Haeri, Principe among 175 selected from nearly 3,000 applicants

Anthropologist Niloofar Haeri and Lawrence M. Principe, a historian of science and a chemist, both of Johns Hopkins University, were among 175 prominent scholars to win 2015 fellowships from The John Simon Guggenheim Memorial Foundation.

Image caption: Niloofar Haeri and Lawrence M. Principe

The Guggenheim foundation selected Haeri and Principe from an applicant pool of nearly 3,000 scholars, artists, and scientists.

Both professors work in the Krieger School of Arts and Sciences. Principe is the Drew Professor of the Humanities, splitting his time between the Department of the History of Science and Technology and Department of Chemistry. He is also director of the Singleton Center for the Study of Premodern Europe. Haeri is a professor and chairwoman of the Department of Anthropology.
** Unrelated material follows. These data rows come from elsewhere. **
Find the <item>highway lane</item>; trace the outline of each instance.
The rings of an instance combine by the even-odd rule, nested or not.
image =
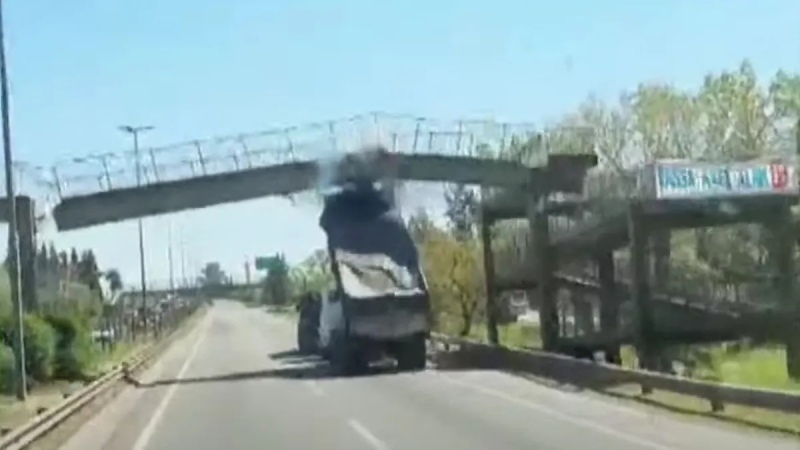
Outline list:
[[[220,301],[63,450],[797,450],[490,371],[334,378],[285,317]]]

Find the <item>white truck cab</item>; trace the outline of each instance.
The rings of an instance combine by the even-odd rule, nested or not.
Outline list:
[[[344,326],[341,300],[336,298],[335,291],[323,292],[319,317],[319,348],[323,355],[328,352],[333,332],[343,331]]]

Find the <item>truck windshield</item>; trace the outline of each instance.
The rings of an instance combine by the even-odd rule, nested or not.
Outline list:
[[[349,297],[425,293],[411,234],[378,194],[345,191],[329,197],[320,226]]]

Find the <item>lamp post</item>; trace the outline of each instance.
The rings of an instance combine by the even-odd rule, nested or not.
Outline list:
[[[153,129],[152,126],[138,126],[133,127],[129,125],[123,125],[119,127],[120,131],[130,134],[133,136],[133,153],[134,158],[136,158],[136,187],[142,186],[142,159],[139,154],[139,133],[144,133],[146,131],[150,131]],[[144,264],[144,229],[142,225],[142,218],[139,218],[139,277],[142,283],[142,305],[141,311],[142,314],[145,314],[147,311],[147,275],[145,273],[145,264]],[[143,317],[142,327],[145,337],[147,336],[147,317]]]
[[[14,305],[16,336],[14,350],[16,360],[16,394],[20,401],[28,397],[27,374],[25,373],[25,335],[22,327],[24,310],[20,289],[19,235],[17,234],[17,199],[14,191],[14,161],[11,156],[11,121],[8,104],[8,68],[6,67],[6,44],[3,29],[3,3],[0,1],[0,115],[3,122],[3,158],[6,176],[6,204],[8,205],[8,252],[11,260],[11,301]]]

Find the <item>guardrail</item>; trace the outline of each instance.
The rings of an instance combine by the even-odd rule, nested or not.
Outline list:
[[[86,405],[108,392],[118,382],[124,381],[131,373],[144,368],[155,357],[159,356],[175,340],[184,329],[184,325],[195,317],[202,308],[195,309],[184,316],[178,326],[158,342],[137,351],[115,369],[94,380],[83,389],[75,392],[60,404],[39,414],[29,422],[14,428],[0,438],[0,450],[21,450],[33,445],[56,427],[64,423]]]
[[[466,367],[517,371],[589,388],[638,384],[643,394],[660,390],[706,399],[713,412],[732,404],[800,415],[800,393],[693,380],[439,334],[431,336],[431,341]]]

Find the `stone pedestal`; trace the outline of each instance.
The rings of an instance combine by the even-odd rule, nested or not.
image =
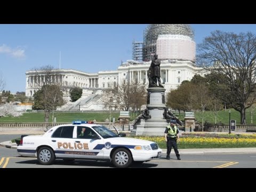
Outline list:
[[[186,131],[189,131],[190,129],[190,126],[192,131],[194,131],[195,126],[195,117],[184,117],[185,120],[185,129]]]
[[[168,125],[163,118],[163,113],[165,108],[164,88],[150,87],[147,89],[148,100],[147,107],[151,118],[141,119],[140,124],[136,125],[131,132],[132,135],[143,136],[164,135],[165,127]]]

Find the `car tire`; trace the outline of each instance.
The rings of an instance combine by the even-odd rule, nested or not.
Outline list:
[[[125,148],[119,148],[115,150],[112,155],[112,163],[117,168],[126,168],[132,163],[131,152]]]
[[[55,161],[55,155],[51,148],[43,147],[37,151],[37,161],[43,165],[51,165]]]
[[[75,161],[74,159],[63,159],[63,160],[66,163],[71,163]]]
[[[143,163],[144,163],[144,162],[143,161],[135,161],[135,162],[133,162],[133,163],[134,164],[137,164],[137,165],[140,165],[140,164],[142,164]]]

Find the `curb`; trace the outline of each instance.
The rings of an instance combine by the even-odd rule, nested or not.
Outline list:
[[[17,149],[18,145],[16,143],[11,143],[10,141],[0,143],[0,146],[10,149]],[[162,149],[163,154],[166,154],[166,149]],[[211,148],[211,149],[179,149],[179,154],[212,154],[212,153],[256,153],[256,148]],[[174,153],[173,149],[172,149],[171,154]]]

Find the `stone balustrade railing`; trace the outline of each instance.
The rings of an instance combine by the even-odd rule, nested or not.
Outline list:
[[[205,131],[210,132],[228,132],[229,125],[212,125],[205,127]],[[236,125],[236,132],[256,132],[256,125]]]

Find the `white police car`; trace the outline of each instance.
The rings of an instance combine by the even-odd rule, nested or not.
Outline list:
[[[25,157],[37,157],[44,165],[53,163],[56,158],[103,159],[110,161],[117,167],[162,155],[162,150],[154,142],[122,137],[122,133],[92,123],[73,122],[54,126],[43,135],[24,137],[18,153]]]

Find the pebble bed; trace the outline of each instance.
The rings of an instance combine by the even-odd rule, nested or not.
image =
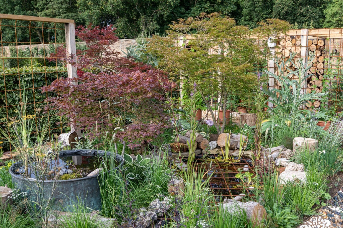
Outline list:
[[[343,187],[314,215],[298,228],[343,228]]]

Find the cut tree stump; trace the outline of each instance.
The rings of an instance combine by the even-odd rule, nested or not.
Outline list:
[[[267,218],[264,207],[257,202],[250,201],[244,203],[227,200],[223,202],[223,205],[227,212],[236,216],[239,216],[245,212],[247,218],[251,221],[255,227],[260,225],[261,221]]]
[[[0,208],[4,209],[8,205],[12,203],[12,200],[9,197],[12,194],[12,190],[9,188],[0,186]]]
[[[313,150],[318,145],[318,140],[314,139],[297,137],[293,139],[293,152],[298,150],[308,148]]]
[[[209,145],[209,140],[206,139],[203,139],[202,141],[198,144],[198,148],[202,150],[206,150],[207,146]]]
[[[185,136],[186,137],[190,138],[191,133],[191,131],[188,131],[186,132],[186,134],[185,134]],[[202,141],[202,139],[203,138],[203,136],[201,134],[199,134],[197,132],[195,134],[195,140],[197,141],[197,142],[201,142]]]
[[[188,148],[188,149],[189,149],[189,145],[190,145],[191,143],[191,139],[190,139],[188,137],[186,137],[186,136],[184,136],[183,135],[178,135],[179,137],[179,140],[180,142],[182,142],[182,143],[184,143],[183,142],[185,142],[186,144],[187,145],[187,147]],[[175,137],[175,141],[176,142],[177,142],[177,137]],[[194,144],[194,149],[195,149],[197,148],[197,143],[196,143]]]
[[[256,113],[242,113],[240,114],[240,126],[246,124],[250,127],[256,125]]]

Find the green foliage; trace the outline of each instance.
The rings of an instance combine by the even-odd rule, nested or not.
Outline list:
[[[136,159],[127,154],[124,154],[125,164],[123,170],[126,174],[126,178],[130,180],[145,179],[149,176],[150,166],[152,162],[151,159],[143,158],[140,154],[137,154]]]
[[[297,25],[296,28],[322,28],[325,16],[318,12],[327,5],[324,0],[275,0],[271,17]]]
[[[59,215],[63,221],[59,226],[61,228],[105,228],[105,226],[95,217],[92,217],[91,211],[79,202],[79,205],[69,207],[71,213],[68,216]]]
[[[10,188],[14,188],[14,185],[12,182],[12,178],[8,170],[12,165],[12,162],[8,162],[2,166],[0,166],[0,186],[6,185]]]
[[[46,73],[45,73],[45,72]],[[34,110],[34,100],[36,103],[41,102],[46,98],[46,94],[42,93],[40,88],[42,87],[50,85],[58,77],[67,77],[67,68],[63,67],[24,67],[20,68],[12,68],[5,69],[2,72],[3,77],[0,77],[0,106],[5,107],[7,104],[13,104],[15,102],[15,99],[18,94],[17,91],[22,89],[23,85],[27,86],[27,92],[33,93],[27,101],[26,107],[27,114],[32,114]],[[32,82],[32,78],[34,80]],[[20,87],[21,85],[21,87]],[[5,92],[6,90],[8,92]],[[34,89],[33,89],[34,87]],[[15,91],[15,93],[10,91]],[[33,94],[33,93],[34,93]],[[15,107],[8,107],[7,112],[10,116],[13,116]],[[36,106],[36,108],[38,107]],[[3,111],[6,112],[4,108],[2,108]]]
[[[72,180],[72,179],[76,179],[78,178],[81,178],[81,177],[83,177],[83,176],[82,175],[74,173],[73,173],[70,174],[67,173],[66,174],[63,174],[60,177],[58,178],[58,179],[60,180]]]
[[[24,214],[20,208],[14,206],[0,209],[0,227],[2,228],[35,228],[35,221],[29,214]]]
[[[125,157],[131,161],[129,157]],[[140,161],[142,162],[143,160]],[[170,179],[166,173],[169,168],[166,160],[150,161],[145,178],[131,179],[126,178],[128,173],[125,169],[122,172],[111,170],[116,166],[114,161],[105,158],[104,167],[108,169],[99,176],[103,215],[116,218],[121,222],[123,218],[122,215],[127,215],[125,218],[130,218],[134,211],[147,206],[159,196],[166,195]],[[135,162],[133,160],[132,162]]]
[[[343,15],[340,12],[343,8],[343,2],[341,0],[330,0],[327,3],[324,11],[325,21],[324,28],[341,28],[343,25]]]
[[[269,224],[270,227],[280,228],[292,228],[299,222],[299,217],[293,214],[289,208],[278,207],[278,204],[273,205],[272,210],[267,210],[271,219]]]

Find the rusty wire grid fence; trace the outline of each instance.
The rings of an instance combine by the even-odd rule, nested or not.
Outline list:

The Guggenheim foundation offers fellowships to scholars and artists to help them to engage in research "in any field of knowledge and creation in any of the arts, under the freest possible conditions and irrespective of race, color, or creed." The fellowships are intended for those who have demonstrated "exceptional capacity for productive scholarship or exceptional creative ability in the arts."

The fellowships are for a minimum of six months and a maximum of 12 months, and are intended to provide blocks of time to work with creative freedom. The amounts of grants vary. Haeri intends to use her fellowship to work on her book, In the Presence of the Divine: Prayer and Poetry in the Lives of Iranian Women.
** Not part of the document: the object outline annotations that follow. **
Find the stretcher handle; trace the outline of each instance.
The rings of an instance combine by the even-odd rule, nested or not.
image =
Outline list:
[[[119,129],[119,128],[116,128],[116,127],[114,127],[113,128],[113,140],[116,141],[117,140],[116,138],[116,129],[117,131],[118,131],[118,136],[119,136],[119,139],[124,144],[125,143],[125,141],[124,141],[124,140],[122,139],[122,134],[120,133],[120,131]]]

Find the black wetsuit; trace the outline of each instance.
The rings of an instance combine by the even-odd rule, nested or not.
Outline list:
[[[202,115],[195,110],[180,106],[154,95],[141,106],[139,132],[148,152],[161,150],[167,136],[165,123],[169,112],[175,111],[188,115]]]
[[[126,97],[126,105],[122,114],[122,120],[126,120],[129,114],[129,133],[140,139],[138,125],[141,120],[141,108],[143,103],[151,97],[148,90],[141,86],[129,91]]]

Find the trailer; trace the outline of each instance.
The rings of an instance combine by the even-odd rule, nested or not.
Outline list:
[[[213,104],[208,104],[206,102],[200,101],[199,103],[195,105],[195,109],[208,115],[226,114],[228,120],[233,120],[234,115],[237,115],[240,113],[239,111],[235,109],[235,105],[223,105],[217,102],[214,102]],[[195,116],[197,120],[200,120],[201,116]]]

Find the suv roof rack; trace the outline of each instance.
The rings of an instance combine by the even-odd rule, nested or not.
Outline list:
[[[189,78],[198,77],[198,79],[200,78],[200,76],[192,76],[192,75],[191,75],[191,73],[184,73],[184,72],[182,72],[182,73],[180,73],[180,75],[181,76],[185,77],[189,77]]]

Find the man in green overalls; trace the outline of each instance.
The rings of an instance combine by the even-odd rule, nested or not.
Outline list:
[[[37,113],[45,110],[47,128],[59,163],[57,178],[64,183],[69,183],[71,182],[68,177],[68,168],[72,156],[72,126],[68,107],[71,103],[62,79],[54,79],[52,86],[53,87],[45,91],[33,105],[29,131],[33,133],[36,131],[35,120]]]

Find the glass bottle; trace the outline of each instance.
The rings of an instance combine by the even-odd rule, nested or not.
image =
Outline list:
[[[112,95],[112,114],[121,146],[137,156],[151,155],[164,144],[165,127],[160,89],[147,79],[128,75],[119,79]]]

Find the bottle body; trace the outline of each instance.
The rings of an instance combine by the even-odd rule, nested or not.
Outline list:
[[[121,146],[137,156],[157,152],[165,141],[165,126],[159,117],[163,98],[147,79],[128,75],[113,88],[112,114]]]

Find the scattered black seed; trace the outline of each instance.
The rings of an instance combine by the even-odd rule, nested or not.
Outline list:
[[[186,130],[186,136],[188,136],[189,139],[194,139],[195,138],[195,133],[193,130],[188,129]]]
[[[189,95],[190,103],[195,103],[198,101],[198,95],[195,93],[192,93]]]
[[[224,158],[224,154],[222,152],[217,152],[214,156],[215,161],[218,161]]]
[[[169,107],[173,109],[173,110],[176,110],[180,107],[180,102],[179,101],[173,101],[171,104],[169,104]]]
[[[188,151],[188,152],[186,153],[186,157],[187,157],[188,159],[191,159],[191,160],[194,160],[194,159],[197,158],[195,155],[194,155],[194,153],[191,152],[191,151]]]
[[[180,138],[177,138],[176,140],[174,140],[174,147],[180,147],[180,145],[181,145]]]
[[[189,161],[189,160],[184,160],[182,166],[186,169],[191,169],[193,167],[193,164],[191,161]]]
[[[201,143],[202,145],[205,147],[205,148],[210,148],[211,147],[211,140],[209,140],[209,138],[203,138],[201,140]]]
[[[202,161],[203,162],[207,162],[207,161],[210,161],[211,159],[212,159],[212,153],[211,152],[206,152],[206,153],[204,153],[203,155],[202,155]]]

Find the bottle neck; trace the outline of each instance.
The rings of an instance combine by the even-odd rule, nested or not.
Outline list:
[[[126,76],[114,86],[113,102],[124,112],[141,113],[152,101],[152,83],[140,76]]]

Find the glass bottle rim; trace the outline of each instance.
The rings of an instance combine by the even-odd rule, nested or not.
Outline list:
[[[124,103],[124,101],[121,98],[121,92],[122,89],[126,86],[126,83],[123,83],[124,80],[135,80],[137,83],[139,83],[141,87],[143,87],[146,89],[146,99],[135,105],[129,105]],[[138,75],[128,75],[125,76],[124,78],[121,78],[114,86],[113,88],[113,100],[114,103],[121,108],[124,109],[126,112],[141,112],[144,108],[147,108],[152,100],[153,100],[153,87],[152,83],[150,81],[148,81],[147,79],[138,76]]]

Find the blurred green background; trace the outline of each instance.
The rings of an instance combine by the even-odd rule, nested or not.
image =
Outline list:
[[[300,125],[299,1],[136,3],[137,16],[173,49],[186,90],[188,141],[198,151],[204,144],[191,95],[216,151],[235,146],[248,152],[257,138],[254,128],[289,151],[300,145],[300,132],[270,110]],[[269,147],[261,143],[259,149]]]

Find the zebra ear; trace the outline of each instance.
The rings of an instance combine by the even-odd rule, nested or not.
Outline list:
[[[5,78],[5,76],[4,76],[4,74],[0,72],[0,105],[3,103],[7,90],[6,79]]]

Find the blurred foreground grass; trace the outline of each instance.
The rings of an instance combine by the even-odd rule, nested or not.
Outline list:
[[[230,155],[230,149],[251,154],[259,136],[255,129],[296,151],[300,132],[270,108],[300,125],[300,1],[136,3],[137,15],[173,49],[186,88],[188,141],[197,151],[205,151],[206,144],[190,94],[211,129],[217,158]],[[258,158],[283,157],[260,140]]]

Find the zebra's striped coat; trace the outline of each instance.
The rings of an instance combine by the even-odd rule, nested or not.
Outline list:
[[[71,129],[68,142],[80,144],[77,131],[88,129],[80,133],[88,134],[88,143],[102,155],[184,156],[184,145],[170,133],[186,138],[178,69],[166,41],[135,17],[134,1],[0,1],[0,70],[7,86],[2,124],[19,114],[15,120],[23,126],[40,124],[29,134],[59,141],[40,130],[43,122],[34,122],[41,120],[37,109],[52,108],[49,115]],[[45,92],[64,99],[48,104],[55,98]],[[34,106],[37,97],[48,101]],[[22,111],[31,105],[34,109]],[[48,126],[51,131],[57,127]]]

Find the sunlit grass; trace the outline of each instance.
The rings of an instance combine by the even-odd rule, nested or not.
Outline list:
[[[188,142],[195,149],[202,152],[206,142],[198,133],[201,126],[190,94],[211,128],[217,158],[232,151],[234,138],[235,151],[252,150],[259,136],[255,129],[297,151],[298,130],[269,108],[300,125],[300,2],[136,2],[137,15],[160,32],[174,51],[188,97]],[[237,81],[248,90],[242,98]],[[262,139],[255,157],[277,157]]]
Principe said his fellowship will give him the quiet time and ability to travel he needs to help him finish a book on the transformations of chemistry at the French Academy of Sciences at the start of the 18th century.

The fellowships were established in 1925 by former U.S. Senator Simon Guggenheim and his wife, in memory of their 17-year-old son, John Simon Guggenheim, who died in 1922.